If you used "sdelete" above, you do NOT need to use Eraser.

  1. Download and install eraser: Eraser
  2. Once you have it installed, start Eraser and the main window will appear:
  3. Next, we want to change the method used to erase the free space because some of the methods are overkill. Open the erasing preferences box by going into "Menu: Edit / Preferences / Erasing..."
  4. Select the "Unused Disk Space" tab and make sure "Pseudo random Data" is selected. Then press the "Edit" button.
  5. Change the number of passes from 1 to 3. Even 1 pass is plenty to wipe away data, but 3 will certainly make sure of it. Then press "OK" and then "OK" again to get back to the main screen.
  6. Now we will make a new task for Eraser to tell it to erase all of the free space on the disk. Go to "Menu: File / New Task..."
  7. In the task properties, select the drives you want to clean. You can also tell Eraser to shut down or reboot the computer when it's done.
  8. Press "OK" and you will see the new task listed in the main window
  9. To run the task, right-click on it, and select "Run..." from the menu
  10. You will be presented with a warning, so make sure this is really what you want to do!
  11. Eraser will start running, and it will show a progress bar:
  12. Wait until it's done. It will probably take hours to run, so you'll want to go do something else.

F-A-Q

  • Why not use the Gutmann Method? The Gutmann method was devised in 1996 to deal with this issue for hard disks of that time period. It uses 35 different patterns to account for the variety of ways data was stored on those disks. Hard disks of today do not use the same methods to store data, and so most of those methods are no longer needed and would only result in wasting time, and not additional security. Peter Gutmann himself acknowledges this in the epilogue to his original paper on the subject. To quote, "For any modern PRML/EPRML drive, a few passes of random scrubbing is the best you can do."

UPDATE:
Recent versions of Windows have a built-in command that can also wipe free space, "cipher".

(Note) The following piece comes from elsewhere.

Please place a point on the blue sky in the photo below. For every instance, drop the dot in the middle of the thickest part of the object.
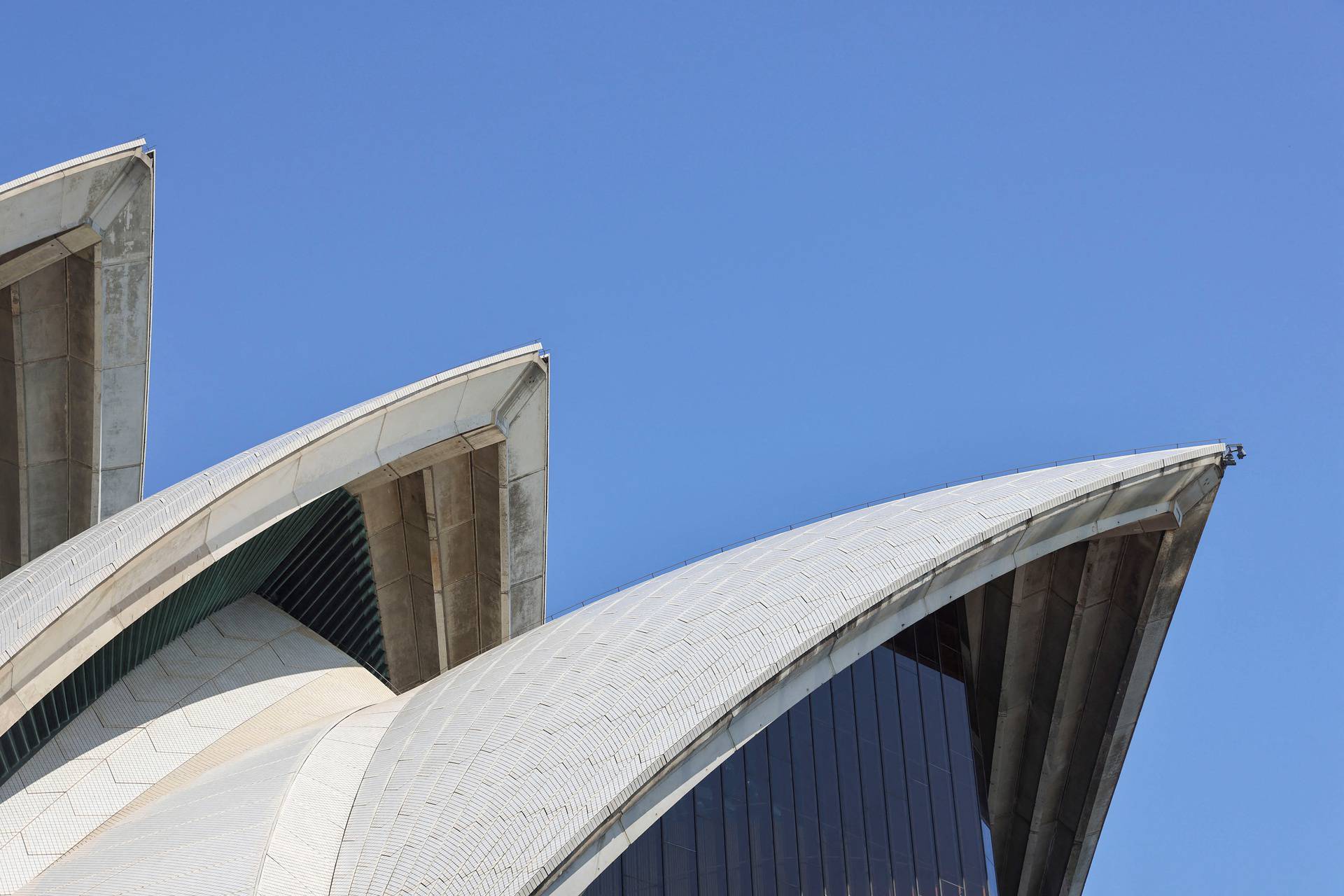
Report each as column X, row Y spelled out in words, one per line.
column 790, row 257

To wipe free space using "cipher":
cipher /W:X:
where "X" is the driver letter you want to wipe.

I've found what works best is a ball-peen hammer. It's very easy to turn those platters into dust. It's the only sure way to make information on a drive irretrievable.

I had used Eraser before but did not know about 'sdelete'. Very nice to have in my folder of CLI utilities.

For whole drives that are to be permanently retired I use an old Radio Shack VCR tape eraser. It's an AC powered electromagnet that is powerful enough to pick a lightweight drive up off the table. A few seconds of BRRRRAAAPP! and that drive is toast! Very handy. Hammer not required.

Regards,
-felipe

wow - well done post, you answered everything that was on my mind in regards to freeing up some disk space. I appreciate the time and effort you put into getting this together.

Many Thanks!

That's absolutely true. With the time and the technology all of data taking drive method has been changed. We can get more than more powerful hard drive on yet. Your tips and trick are really appreciated, also its help me get the solution of my queries. I had used this method two times on my PC with operating system XP. I had got my solutions even I have one more query on my mind yet, I hadn't tried it on windows 7 OS. Did it work on windows 7? I have found windows 7 OS it really advance to use, I would like to use on it as well. I hope you will help by giving some useful conclusions.